Just another point of view.

I work at a small hospital too, where the OR crew, and the doc, is oncall at home. Any mom's that are high risk (possibly needing a section or neonatologist in a hurry) are referred to a larger centre. Your responsibility with the ones that remain would be to get them to the OR in a timely fashion. If you are working at a small centre you can't be held liable because someone else wasn't on the ball. Make sure the patient needs to wait for the crew, not the other way around. I check for c section prep supplies and paperwork at the same time as I check for emergency equipment, and have the doc's number at the bedside (taped to the back of my name badge). Generally on nights there is only one RN, plus the shift sup for backup, and it can get hairy but I like the independence, and end up with more natural (and enjoyable) deliveries than I saw at a larger centre.

What about spontaneous cardiomyopathy post birth, which happens without warning and for no good reason?
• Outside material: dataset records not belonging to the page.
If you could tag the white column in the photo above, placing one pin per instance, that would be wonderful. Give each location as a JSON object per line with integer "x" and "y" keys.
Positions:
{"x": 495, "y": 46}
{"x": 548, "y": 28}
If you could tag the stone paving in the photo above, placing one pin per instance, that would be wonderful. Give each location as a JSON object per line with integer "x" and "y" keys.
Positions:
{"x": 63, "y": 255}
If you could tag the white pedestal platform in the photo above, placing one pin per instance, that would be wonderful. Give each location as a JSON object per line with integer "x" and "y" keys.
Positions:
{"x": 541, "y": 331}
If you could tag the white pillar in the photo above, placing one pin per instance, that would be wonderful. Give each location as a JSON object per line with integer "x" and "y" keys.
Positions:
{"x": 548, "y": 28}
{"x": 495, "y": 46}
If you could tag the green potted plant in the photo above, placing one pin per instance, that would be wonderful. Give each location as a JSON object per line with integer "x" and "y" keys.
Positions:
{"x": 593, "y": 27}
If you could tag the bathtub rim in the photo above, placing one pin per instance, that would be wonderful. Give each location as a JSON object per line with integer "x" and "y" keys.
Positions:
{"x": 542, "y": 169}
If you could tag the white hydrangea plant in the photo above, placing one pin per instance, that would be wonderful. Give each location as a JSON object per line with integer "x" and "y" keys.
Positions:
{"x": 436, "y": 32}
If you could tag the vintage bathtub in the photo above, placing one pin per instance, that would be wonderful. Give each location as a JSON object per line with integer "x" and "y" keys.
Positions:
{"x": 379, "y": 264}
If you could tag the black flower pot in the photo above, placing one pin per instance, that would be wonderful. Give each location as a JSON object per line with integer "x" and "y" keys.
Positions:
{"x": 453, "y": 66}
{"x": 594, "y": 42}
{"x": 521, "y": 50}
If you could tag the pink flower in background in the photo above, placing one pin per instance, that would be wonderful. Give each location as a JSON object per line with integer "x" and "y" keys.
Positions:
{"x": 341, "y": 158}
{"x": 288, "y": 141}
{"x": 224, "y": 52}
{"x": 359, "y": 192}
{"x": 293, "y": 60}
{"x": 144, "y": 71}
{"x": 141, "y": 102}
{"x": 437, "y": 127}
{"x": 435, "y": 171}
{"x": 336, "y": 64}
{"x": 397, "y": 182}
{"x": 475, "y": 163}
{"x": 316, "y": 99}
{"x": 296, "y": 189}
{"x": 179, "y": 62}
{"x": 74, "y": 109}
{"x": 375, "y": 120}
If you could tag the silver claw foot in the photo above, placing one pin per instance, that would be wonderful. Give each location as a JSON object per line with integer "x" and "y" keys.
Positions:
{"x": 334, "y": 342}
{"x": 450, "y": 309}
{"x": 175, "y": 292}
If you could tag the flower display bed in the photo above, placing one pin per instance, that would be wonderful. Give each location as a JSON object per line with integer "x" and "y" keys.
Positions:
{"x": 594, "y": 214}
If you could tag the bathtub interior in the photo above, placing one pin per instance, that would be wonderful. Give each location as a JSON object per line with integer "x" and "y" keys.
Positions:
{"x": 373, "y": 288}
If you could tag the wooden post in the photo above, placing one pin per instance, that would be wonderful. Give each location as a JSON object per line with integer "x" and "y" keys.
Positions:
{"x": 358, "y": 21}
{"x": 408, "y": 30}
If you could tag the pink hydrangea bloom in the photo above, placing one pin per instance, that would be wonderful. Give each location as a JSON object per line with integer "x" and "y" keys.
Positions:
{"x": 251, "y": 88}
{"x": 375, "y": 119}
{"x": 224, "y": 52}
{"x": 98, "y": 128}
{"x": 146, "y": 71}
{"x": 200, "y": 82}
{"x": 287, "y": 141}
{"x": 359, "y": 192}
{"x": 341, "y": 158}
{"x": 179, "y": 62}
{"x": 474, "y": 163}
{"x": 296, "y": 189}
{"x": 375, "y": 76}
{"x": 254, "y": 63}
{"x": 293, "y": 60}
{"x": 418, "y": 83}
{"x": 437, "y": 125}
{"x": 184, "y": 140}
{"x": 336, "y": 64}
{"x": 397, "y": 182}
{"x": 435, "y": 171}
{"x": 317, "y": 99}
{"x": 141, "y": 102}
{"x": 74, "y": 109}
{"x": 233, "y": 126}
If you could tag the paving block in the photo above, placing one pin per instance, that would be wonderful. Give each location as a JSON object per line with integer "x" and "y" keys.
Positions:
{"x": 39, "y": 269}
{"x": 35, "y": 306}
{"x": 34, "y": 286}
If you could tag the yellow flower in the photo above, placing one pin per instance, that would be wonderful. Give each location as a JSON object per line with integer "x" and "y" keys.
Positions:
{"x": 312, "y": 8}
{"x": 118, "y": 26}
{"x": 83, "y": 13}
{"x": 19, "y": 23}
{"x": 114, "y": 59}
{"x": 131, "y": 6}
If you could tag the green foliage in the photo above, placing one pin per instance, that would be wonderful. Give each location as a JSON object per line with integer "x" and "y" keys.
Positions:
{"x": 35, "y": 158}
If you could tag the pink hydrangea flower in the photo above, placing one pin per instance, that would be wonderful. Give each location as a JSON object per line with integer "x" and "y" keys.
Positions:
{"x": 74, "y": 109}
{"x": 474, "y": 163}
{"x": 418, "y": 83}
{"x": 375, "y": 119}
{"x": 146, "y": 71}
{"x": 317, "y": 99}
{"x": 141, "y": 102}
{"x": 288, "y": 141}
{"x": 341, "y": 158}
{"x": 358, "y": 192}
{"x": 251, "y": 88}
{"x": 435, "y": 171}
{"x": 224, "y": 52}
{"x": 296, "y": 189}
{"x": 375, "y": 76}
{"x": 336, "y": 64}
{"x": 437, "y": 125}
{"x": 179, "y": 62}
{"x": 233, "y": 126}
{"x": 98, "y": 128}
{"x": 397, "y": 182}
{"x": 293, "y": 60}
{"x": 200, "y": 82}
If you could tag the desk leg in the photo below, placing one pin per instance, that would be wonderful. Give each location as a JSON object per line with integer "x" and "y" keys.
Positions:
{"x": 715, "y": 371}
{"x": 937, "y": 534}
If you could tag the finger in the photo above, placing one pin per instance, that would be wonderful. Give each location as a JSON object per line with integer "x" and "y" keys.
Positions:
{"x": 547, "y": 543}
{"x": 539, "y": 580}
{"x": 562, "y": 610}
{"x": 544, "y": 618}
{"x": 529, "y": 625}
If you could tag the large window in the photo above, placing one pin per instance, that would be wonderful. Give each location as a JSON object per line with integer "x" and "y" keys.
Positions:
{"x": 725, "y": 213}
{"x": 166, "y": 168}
I am in the medium size community hospital (without residents,thank God) but the experience that has been described is unacceptable. GET OUT OF THAT LITTLE PLACE! Remember that your nursing license is on the line if your name even appears on a chart with a less than favorable outcome!! We do about 800+ deliveries a year but there are always at least 4 of us on (except if we have absolutely no patients). If you have to crash someone (and there is no scrub tech readily available, then that section takes a minimum of three nurses even before you start. SEe why it is unsafe to be where you are?

Could it have been something as simple as hyperventilation creating all the other symptoms?

Yep, my thought as well...And while it is wonderful and possibly necessary to have four people on, it just doesn't always turn out that way. Not to mention at what point of the labor it is or any one of a number of factors that weren't discussed in depth..

Specializes in Specializes in L/D, newborn, GYN, LTC, Dialysis.

I wonder, nearly 4 years later, if this person is still working in the same place? It would be interesting to see how things have turned out.